Abstract

Physiognomic assessment of difficult laryngoscopy before rapid sequence intubation has been advocated for all emergency department (ED) intubations. The study objectives were to evaluate whether Mallampati scores, thyromental distance, and neck mobility could have been assessed in non-cardiac arrest ED-intubated patients and determine whether such tests would have been feasible in our rapid sequence intubation-associated laryngoscopy failures.
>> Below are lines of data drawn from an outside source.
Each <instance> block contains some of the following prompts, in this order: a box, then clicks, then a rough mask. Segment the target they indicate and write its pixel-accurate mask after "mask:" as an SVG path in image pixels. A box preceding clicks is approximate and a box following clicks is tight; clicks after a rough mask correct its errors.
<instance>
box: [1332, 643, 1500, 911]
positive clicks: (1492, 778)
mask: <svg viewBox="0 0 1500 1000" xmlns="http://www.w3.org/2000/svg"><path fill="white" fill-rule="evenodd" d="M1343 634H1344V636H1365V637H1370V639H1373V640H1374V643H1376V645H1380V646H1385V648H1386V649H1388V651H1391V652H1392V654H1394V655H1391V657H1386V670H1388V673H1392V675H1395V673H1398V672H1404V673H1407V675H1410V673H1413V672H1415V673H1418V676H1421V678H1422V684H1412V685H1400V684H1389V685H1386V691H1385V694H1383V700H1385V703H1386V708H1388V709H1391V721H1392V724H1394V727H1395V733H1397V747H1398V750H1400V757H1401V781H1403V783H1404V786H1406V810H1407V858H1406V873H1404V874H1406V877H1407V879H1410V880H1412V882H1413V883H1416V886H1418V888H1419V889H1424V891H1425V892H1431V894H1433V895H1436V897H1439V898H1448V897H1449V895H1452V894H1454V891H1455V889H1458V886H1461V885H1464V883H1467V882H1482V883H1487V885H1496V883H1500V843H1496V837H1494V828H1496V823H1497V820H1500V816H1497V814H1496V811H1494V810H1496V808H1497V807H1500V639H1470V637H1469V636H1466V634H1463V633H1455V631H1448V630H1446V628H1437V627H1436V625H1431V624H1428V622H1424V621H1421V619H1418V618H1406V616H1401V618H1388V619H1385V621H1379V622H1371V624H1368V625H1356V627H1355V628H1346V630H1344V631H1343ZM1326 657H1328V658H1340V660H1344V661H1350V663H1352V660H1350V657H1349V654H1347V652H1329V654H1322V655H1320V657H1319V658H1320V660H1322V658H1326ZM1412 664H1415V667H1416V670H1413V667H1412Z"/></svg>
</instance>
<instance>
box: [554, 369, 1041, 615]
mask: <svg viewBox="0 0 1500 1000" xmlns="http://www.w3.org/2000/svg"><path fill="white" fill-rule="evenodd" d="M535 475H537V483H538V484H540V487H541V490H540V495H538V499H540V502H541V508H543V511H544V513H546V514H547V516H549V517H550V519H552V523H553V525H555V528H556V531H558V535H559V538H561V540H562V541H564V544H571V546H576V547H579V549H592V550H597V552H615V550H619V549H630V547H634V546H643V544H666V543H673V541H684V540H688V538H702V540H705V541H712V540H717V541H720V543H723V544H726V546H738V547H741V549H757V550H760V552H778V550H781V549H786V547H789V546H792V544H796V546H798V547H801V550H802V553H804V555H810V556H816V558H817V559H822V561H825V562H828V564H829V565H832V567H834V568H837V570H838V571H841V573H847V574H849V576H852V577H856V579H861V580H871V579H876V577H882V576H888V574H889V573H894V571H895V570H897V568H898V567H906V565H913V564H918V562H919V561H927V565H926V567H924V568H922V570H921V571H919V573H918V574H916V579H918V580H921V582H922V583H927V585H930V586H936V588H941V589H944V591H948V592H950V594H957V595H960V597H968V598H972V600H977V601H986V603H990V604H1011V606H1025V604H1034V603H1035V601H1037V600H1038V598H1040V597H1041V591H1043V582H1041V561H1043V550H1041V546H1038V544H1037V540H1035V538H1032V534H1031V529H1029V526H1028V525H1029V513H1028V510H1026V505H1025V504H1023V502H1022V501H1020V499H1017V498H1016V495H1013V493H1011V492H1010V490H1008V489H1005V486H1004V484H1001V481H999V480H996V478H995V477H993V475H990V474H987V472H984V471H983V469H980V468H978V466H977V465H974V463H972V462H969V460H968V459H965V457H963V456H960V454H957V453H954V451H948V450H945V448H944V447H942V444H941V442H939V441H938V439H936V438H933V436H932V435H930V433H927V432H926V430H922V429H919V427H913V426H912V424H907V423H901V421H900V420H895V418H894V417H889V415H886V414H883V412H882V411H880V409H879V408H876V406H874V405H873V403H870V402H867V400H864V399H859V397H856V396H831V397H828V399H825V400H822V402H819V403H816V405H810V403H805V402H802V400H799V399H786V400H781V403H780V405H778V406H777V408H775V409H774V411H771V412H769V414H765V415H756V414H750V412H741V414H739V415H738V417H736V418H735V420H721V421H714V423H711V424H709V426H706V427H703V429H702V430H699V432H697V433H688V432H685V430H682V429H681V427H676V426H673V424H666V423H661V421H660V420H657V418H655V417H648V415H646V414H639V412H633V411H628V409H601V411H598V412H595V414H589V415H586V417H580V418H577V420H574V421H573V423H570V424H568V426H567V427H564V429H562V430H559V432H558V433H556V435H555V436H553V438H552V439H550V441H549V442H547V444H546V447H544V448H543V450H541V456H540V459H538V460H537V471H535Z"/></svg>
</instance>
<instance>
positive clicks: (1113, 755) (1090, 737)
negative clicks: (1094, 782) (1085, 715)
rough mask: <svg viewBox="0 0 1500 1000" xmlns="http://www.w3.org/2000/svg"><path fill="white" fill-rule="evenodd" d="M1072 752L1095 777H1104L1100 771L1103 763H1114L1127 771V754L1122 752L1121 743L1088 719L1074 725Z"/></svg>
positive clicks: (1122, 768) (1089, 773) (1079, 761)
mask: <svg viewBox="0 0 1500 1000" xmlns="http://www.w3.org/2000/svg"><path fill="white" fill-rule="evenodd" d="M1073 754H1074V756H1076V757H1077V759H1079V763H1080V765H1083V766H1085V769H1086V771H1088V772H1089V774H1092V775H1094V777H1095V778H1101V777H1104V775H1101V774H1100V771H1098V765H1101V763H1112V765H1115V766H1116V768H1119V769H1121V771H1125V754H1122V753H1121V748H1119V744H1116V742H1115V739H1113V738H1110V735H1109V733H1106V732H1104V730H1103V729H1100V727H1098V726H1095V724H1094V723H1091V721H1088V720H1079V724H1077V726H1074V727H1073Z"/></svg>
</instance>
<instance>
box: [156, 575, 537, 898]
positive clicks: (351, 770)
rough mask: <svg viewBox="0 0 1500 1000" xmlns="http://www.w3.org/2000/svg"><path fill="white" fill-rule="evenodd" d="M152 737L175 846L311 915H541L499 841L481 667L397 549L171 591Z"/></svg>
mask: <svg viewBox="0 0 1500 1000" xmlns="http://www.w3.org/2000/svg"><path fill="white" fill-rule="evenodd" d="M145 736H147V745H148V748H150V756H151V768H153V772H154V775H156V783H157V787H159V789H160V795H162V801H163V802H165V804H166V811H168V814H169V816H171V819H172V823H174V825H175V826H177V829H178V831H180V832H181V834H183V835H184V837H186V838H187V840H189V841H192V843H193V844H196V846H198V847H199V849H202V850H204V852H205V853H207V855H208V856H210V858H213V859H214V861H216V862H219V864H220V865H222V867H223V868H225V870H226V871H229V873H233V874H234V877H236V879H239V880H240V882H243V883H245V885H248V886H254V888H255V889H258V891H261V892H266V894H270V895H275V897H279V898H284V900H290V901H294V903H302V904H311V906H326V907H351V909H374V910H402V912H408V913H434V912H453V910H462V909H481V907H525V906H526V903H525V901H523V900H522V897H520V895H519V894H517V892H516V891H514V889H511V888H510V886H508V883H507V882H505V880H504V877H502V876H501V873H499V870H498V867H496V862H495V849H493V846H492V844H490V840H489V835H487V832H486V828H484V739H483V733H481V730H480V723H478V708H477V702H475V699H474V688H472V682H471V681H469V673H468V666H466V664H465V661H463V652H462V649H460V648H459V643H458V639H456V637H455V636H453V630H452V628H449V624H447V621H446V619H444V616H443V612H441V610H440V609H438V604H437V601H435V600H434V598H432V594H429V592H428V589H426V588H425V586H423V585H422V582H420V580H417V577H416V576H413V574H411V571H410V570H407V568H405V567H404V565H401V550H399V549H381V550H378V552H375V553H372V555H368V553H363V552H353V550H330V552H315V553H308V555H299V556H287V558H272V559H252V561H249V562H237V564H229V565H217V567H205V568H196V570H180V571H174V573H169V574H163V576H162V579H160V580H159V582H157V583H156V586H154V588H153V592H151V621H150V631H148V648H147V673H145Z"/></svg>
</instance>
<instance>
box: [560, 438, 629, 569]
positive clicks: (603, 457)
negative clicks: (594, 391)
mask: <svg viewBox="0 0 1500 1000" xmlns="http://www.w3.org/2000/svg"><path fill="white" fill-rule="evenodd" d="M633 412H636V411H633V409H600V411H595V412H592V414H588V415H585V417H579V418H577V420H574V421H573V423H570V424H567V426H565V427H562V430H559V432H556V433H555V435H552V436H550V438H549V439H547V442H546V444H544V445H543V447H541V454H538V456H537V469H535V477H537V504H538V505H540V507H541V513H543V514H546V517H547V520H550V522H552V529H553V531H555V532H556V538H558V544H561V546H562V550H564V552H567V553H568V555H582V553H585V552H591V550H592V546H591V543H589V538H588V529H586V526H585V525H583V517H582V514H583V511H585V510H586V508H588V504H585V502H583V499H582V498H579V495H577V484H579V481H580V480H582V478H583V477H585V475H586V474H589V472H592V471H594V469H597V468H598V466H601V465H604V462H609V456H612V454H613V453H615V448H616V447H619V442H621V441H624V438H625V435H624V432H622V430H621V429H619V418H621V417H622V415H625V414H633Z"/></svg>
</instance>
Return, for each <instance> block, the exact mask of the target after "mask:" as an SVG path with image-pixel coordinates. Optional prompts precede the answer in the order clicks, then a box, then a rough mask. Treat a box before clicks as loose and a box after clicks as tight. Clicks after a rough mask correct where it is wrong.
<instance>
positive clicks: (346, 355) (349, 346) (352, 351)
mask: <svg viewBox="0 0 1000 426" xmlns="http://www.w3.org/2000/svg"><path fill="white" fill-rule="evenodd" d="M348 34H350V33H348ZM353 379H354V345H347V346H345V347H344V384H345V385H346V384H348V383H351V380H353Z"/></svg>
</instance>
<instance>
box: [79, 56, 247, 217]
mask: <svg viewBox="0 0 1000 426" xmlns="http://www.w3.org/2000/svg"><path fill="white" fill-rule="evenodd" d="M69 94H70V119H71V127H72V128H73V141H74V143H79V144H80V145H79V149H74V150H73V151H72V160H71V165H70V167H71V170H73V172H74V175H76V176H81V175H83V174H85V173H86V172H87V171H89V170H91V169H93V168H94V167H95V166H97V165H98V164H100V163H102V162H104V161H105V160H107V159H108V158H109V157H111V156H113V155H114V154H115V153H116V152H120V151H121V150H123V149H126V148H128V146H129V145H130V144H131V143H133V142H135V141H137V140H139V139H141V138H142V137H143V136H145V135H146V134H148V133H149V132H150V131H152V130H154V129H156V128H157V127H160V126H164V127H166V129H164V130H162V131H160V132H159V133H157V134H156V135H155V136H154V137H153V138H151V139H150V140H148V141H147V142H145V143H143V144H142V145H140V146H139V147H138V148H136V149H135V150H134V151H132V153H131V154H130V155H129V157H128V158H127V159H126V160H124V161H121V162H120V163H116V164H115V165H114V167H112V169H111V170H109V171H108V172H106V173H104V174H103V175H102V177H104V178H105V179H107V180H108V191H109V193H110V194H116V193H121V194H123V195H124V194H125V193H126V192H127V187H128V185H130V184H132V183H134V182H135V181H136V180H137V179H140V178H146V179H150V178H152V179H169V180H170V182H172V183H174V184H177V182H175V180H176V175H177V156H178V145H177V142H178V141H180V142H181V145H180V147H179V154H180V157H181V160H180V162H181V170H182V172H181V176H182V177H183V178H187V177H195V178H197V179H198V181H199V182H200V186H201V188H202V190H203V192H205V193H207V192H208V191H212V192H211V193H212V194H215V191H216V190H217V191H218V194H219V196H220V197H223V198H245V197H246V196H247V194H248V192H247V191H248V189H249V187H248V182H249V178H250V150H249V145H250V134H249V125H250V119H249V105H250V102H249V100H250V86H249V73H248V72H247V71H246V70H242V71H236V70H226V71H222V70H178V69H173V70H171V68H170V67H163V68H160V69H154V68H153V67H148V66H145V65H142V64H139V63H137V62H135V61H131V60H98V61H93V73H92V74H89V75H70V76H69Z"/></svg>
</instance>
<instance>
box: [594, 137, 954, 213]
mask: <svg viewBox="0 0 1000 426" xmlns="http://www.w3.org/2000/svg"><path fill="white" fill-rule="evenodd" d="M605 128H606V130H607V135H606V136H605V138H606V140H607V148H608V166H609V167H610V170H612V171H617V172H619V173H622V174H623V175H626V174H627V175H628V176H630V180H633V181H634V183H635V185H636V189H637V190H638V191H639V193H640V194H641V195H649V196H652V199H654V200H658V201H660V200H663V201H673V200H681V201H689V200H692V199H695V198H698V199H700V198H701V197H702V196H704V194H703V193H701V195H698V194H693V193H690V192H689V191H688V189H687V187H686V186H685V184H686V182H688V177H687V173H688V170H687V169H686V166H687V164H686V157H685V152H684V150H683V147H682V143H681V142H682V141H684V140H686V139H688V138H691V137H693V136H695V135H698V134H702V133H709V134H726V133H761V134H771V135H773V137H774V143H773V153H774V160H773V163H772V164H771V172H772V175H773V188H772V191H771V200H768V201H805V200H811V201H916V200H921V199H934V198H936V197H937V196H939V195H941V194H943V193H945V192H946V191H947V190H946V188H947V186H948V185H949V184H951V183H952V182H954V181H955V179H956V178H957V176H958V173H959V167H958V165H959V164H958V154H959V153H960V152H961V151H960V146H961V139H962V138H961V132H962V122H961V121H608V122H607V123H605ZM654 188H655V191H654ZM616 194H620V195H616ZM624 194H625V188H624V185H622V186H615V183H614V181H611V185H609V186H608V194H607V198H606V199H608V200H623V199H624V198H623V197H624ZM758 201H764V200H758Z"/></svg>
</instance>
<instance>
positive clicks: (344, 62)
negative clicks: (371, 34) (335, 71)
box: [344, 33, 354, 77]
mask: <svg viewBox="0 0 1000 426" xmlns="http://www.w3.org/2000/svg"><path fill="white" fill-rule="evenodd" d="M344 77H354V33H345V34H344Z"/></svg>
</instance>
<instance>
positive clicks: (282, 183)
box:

We retrospectively reviewed 37 months of ED intubations using prospectively collected data from electronic medical records, critical care flow sheets, and a trauma registry. All non-cardiac arrest ED-intubated patients were included for analysis. Mallampati scoring was deemed unobtainable if patients could not follow simple commands. Neck mobility and thyromental measurement were deemed unobtainable with cervical spine precautions. Eight hundred fifty intubations met the inclusion criteria, and 838 patients underwent rapid sequence intubation. Laryngoscopy failed in 3 patients who underwent rapid sequence intubation. Eight patients had awake nasal intubation, and 4 oral intubations were done without rapid sequence intubation. Four hundred fifty-two (53%) patients could not follow simple commands, and cervical spine immobilization was present in 370 (44%) patients. Only 32% of patients could follow simple commands and were not cervical spine immobilized. Among the 3 rapid sequence intubation laryngoscopy failures, no patients were following commands. Mallampati scoring, neck mobility testing, and measurement of thyromental distance could have been done in only one third of our non-cardiac arrest ED intubations and in none of the rapid sequence intubation failures. The inability to widely obtain these assessment tools, coupled with the low incidence of failed rapid sequence intubation, indicates limitations to using these screening tests in the ED setting.